The objective of this report is to develop an understanding of the various statistical properties of the data set that can later be used when building the prediction model for the final data product - the Shiny application. In this report, we perform exploratory data analysis together with tables and plots to describe the major features of the training data and then summarize the plans fort creating the predictive model and Shiny app.

The data set to be used in exploratory data analysis is provided by SwifKey in the context of the Coursera Data Science Capstone. The data consist of 3 text files containing text from three different sources: blogs, news & twitter. Also, the data are provided in four different languages but we only focus on the English version.

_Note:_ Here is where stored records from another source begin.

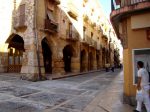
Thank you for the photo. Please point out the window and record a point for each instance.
(70, 29)
(84, 32)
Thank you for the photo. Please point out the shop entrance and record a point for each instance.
(15, 53)
(47, 56)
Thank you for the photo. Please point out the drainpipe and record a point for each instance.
(36, 38)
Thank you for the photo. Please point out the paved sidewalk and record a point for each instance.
(110, 100)
(91, 92)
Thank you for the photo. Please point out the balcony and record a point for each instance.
(72, 36)
(85, 18)
(122, 8)
(88, 40)
(51, 26)
(57, 2)
(72, 11)
(93, 43)
(20, 21)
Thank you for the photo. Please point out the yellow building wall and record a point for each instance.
(136, 39)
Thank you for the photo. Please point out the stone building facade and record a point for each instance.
(57, 37)
(132, 26)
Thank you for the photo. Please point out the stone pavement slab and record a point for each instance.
(92, 92)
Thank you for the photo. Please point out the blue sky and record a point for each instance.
(106, 5)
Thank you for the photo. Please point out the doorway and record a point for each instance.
(15, 54)
(47, 56)
(67, 55)
(83, 61)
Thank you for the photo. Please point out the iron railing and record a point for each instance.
(51, 26)
(19, 21)
(122, 3)
(72, 35)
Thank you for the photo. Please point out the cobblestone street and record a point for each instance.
(93, 92)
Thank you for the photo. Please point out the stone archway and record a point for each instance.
(15, 54)
(67, 55)
(83, 61)
(47, 56)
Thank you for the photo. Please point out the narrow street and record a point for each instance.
(93, 92)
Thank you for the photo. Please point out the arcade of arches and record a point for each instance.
(73, 59)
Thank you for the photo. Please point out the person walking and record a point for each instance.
(143, 86)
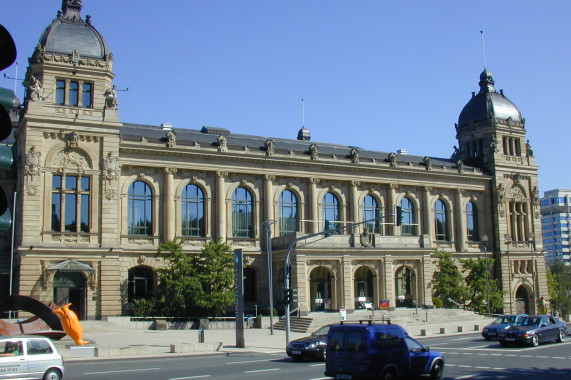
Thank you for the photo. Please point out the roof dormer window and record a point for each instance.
(74, 93)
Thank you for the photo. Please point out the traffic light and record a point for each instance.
(398, 215)
(7, 102)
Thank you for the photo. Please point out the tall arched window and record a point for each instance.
(441, 221)
(192, 213)
(289, 219)
(408, 221)
(371, 211)
(140, 209)
(242, 214)
(331, 214)
(472, 222)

Part B. setting environment, loading packages & data

Set working environment

rm(list = ls(all.names = TRUE))
setwd("D:/D_drive/data/OnlineLearning/DataScientistSpecialization/R_Project/DataScienceCaptone-MilestoneReport")

Load packages

library(knitr)
library(utils)
library(kableExtra)    # for data summary
library(stringi)       # for data summary
library(ggplot2)       # for histogram
library(gridExtra)     # for histogram
library(tm)            # for data cleaning
library(wordcloud)     # for data analysis (word frequencies)
library(RColorBrewer)  # for data analysis (word frequencies)
library(RWeka)         # for Tokenizing and N-Gram Generation

Load the Data

# download and unzip the data 
if(!file.exists("Coursera-SwiftKey.zip")){
  download.file("https://d396qusza40orc.cloudfront.net/dsscapstone/dataset/Coursera-SwiftKey.zip", "./Coursera-SwiftKey.zip")
  unzip(zipfile="Coursera-SwiftKey.zip", exdir="./projectData")
}

# blogs
blogsFileName <- "./projectData/final/en_US/en_US.blogs.txt"
con <- file(blogsFileName, open = "r")
blogs <- readLines(con, encoding = "UTF-8", skipNul = TRUE)
# head(blogs)
close(con)

# news
newsFileName <- "./projectData/final/en_US/en_US.news.txt"
con <- file(newsFileName, open = "r")
news <- readLines(con, encoding = "UTF-8", skipNul = TRUE)
# head(news)
close(con)

# twitter
twitterFileName <- "./projectData/final/en_US/en_US.twitter.txt"
con <- file(twitterFileName, open = "r")
twitter <- readLines(con, encoding = "UTF-8", skipNul = TRUE)
# head(twitter)
close(con)

rm(con)

Part C. Data Summary

Before going to clean the data, a basic summary of the three data file is provided to show file sizes, number of lines for each source. Statistical summary of word per line (including WPL.Mean, WPL.Max, and WPL.Min) is also calculated for each data file.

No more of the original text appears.